Single- and dual- hormone artificial pancreas systems both improve blood glucose control more than insulin pump therapy
Both types of artificial pancreas systems improve blood glucose control in people with type 1 diabetes when compared to insulin pump therapy, a new study finds.
The research, conducted at the University of Toronto, identified the benefits of both single-hormone artificial and dual-hormone artificial pancreas systems. Single-hormone artificial pancreas systems only provide insulin, whereas dual-hormone artificial pancreas systems provide both insulin and glucagon.
The researchers analysed the data of 28 participants with type 1 diabetes – seven adolescents and 21 adults. The participants were assigned to one of three groups: the first group received dual-hormone artificial pancreas therapy; the second received single-hormone artificial pancreas therapy; the third received insulin pump therapy. Blood glucose control was measured while the participants slept, over two evenings. On the first night, the participants exercise before going to sleep; on the second, they exercised after a high-carb, high-fat meal.
The group given insulin pump therapy spent 47 per cent of their time within target blood glucose range.

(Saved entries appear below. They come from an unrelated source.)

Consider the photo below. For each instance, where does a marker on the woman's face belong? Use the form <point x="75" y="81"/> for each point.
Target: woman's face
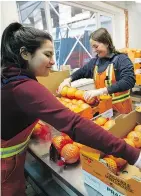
<point x="42" y="60"/>
<point x="100" y="48"/>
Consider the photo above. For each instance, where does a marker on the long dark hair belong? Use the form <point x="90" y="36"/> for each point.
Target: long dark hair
<point x="102" y="35"/>
<point x="15" y="37"/>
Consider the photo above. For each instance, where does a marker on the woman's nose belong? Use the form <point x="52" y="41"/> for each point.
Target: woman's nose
<point x="52" y="61"/>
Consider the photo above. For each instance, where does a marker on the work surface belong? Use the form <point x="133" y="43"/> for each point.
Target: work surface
<point x="70" y="177"/>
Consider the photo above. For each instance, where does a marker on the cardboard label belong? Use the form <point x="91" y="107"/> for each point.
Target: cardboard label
<point x="99" y="186"/>
<point x="137" y="60"/>
<point x="107" y="114"/>
<point x="119" y="182"/>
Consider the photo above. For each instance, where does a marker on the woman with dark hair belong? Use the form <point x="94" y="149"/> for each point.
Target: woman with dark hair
<point x="26" y="53"/>
<point x="112" y="72"/>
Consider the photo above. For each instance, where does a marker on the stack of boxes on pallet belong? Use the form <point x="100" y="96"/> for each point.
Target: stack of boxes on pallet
<point x="135" y="56"/>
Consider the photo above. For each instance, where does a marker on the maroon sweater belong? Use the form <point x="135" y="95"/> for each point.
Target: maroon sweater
<point x="26" y="100"/>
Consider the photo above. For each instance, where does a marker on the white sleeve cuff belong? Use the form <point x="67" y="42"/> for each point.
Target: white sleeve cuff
<point x="138" y="162"/>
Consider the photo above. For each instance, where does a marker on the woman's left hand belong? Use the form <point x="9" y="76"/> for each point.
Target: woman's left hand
<point x="88" y="95"/>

In the single-hormone artificial pancreas groups, participants were within target blood glucose range 76 per cent of the time. In the dual-hormone artificial pancreas group, this figure was 81 per cent.
In the insulin pump therapy group there were 14 hypoglycemic events, six in the single-hormone artificial pancreas group, and three in the dual-hormone artificial pancreas group.
“In this head-to-head at-home comparison of the efficacy of single- and dual-hormone artificial pancreas configurations on overnight glycemic controls in patients with type 1 diabetes, both configurations improved the amount of time spent in target glycemic range and improved other measures of hyper- and hypoglycemic exposure when compared to conventional insulin pump therapy in the setting of stimuli designed to increase overnight glycemic excursions,” the researchers wrote.
The study did not find a significant difference in glycemic control benefits between single-hormone and dual-hormone artificial pancreas configurations.
The findings are published in The Journal of Clinical Endocrinology and Metabolism.